La cassation intervient pour manque de base légale : la cour d’appel ne pouvait condamner l’assureur « sans caractériser en quoi l’ouvrage existant s’incorporait totalement dans l’ouvrage neuf, ni en quoi ils étaient techniquement indivisibles ».
La 3ème Chambre civile fait une application exacte des conditions de mise en œuvre de l’exception prévue par l’article L. 243-1-1, II, du Code des assurances, lequel subordonne l’obligation de garantie des existants à la charge de l’assureur RC décennale à deux conditions cumulatives : d’une part l’incorporation de l’ouvrage ancien dans l’ouvrage neuf, d’autre part l’indivisibilité technique de l’ensemble.
Visiblement, les juges du fond avaient perdu de vue la première condition afférente à l’incorporation. A supposer que couverture et charpente soient « techniquement indivisibles » pour former la toiture, il demeure que l’incorporation éventuellement constatée était celle de l’ouvrage neuf dans l’ouvrage ancien, la couverture nouvelle venant s’intégrer à la construction ancienne et non l’inverse comme l’exige la loi pour contraindre l’assureur à garantir les dommages aux existants.

11. – En dehors de ce cas d’espèce où la condition d’incorporation n’était d’évidence pas remplie, on peut s’interroger sur la teneur exacte de l’exigence. À l’aide de quels critères peut-on estimer qu’une partie ancienne est incorporée à l’ouvrage neuf ?
Un auteur (G. Leguay « L’ordonnance sur le champ d’application des obligations d’assurance en matière de construction », RDI 2005, p. 250) a tenté de clarifier l’intention des rédacteurs de l’article L. 243-1-1 du Code des assurances.

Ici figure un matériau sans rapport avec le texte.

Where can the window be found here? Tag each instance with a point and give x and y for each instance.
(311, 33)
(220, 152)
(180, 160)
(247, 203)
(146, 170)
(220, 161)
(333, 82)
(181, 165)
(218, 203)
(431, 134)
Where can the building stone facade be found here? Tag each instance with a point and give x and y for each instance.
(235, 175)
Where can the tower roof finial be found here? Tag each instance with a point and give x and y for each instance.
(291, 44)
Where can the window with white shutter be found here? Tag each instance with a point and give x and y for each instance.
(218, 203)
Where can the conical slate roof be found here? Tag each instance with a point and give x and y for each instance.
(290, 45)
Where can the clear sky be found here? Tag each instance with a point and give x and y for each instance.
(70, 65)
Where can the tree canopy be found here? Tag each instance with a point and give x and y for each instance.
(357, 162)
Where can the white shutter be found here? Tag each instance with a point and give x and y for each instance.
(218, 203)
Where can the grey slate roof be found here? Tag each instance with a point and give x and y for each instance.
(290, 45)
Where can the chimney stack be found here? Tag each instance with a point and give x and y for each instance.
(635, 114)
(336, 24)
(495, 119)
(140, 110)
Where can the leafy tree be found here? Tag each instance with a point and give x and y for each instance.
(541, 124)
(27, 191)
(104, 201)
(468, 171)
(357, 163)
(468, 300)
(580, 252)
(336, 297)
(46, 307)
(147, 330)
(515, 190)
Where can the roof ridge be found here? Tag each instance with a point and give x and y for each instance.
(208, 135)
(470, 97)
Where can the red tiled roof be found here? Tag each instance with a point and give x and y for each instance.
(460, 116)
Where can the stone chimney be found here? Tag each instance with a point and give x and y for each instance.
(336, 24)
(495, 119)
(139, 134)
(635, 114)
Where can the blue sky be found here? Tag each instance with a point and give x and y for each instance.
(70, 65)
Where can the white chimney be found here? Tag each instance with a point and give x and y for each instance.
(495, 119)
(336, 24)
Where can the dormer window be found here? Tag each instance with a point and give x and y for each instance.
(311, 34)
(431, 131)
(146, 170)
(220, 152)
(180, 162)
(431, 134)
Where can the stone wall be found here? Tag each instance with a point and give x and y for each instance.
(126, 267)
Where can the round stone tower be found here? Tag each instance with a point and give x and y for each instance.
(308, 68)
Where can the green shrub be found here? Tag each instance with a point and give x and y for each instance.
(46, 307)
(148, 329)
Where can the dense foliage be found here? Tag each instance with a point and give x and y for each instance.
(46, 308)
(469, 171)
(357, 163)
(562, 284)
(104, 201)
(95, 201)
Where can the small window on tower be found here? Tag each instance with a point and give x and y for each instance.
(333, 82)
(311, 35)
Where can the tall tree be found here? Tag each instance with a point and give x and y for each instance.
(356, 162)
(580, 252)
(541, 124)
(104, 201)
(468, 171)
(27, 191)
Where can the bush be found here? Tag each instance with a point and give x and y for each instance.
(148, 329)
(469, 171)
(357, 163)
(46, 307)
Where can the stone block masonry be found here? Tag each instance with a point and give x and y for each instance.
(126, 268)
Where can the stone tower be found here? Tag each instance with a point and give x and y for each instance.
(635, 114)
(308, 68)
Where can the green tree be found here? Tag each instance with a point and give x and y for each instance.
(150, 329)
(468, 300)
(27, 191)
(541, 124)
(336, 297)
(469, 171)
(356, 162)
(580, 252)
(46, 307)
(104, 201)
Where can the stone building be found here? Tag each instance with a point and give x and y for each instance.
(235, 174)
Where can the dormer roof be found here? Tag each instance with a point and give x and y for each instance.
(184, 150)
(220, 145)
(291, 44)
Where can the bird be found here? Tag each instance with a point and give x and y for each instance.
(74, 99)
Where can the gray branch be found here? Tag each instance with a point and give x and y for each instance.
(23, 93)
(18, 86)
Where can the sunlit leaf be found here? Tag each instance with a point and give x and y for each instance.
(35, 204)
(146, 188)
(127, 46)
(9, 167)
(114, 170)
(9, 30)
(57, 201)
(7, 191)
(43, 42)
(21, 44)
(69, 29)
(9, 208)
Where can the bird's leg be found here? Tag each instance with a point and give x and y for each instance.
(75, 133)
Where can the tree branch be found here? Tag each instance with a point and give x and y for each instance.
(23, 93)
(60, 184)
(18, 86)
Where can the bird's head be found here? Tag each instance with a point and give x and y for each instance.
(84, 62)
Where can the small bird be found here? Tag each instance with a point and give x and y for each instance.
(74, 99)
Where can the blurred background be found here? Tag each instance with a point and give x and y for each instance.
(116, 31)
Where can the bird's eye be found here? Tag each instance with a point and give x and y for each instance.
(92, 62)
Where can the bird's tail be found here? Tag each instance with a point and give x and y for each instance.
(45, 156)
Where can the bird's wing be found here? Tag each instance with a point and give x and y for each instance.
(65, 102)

Selon lui, « ceux-ci souhaitaient exclure des assurances obligatoires les existants qui, comme dans la majorité des hypothèses de travaux sur existants, avaient conservé une existence technique propre et soumettre aux assurances obligatoires ceux qui avaient, du fait des travaux de démolition effectués, perdu toute existence technique propre avant d’être totalement incorporés dans l’ouvrage neuf. […] L’exemple que tout le monde peut aisément avoir à l’esprit est celui des immeubles anciens dont on ne conserve que la façade pour des raisons d’alignement, de classement ou d’esthétique, quoiqu’il en soit strictement indépendantes de la technique et que l’on devra d’ailleurs sérieusement étayer pour qu’elle tienne debout avant de l’incorporer totalement dans l’ouvrage neuf, avec lequel elle ne fera plus qu’un, ouvrage neuf et existant étant alors techniquement indivisibles »
Un autre auteur (P. Dessuet, note sous Cass. 3e civ., 30 mai 2024, n° 22-20711 : RGDA juin 2024, p. 19) propose « d’introduire le critère de la perte d’autonomie structurelle de l’existant pour préciser la notion d’incorporation, car c’est finalement le sens profond de ce terme : l’existant est devenu une sorte de matériaux des travaux neufs ».
12. – Si l’on suit bien cette doctrine, l’application des garanties d’assurance aux existants devraient être limitée aux hypothèses – somme toute exceptionnelles (ce qui est conforme à l’intention du législateur) – où les travaux de rénovation sont d’une ampleur telle que l’ouvrage neuf « absorbe » l’ancien au point de le faire disparaître en tant qu’ouvrage. A l’issue du chantier, l’ouvrage ancien a disparu, pour n’être plus qu’un élément ancien (conservé à des fins esthétiques ou d’économie) de l’ouvrage neuf.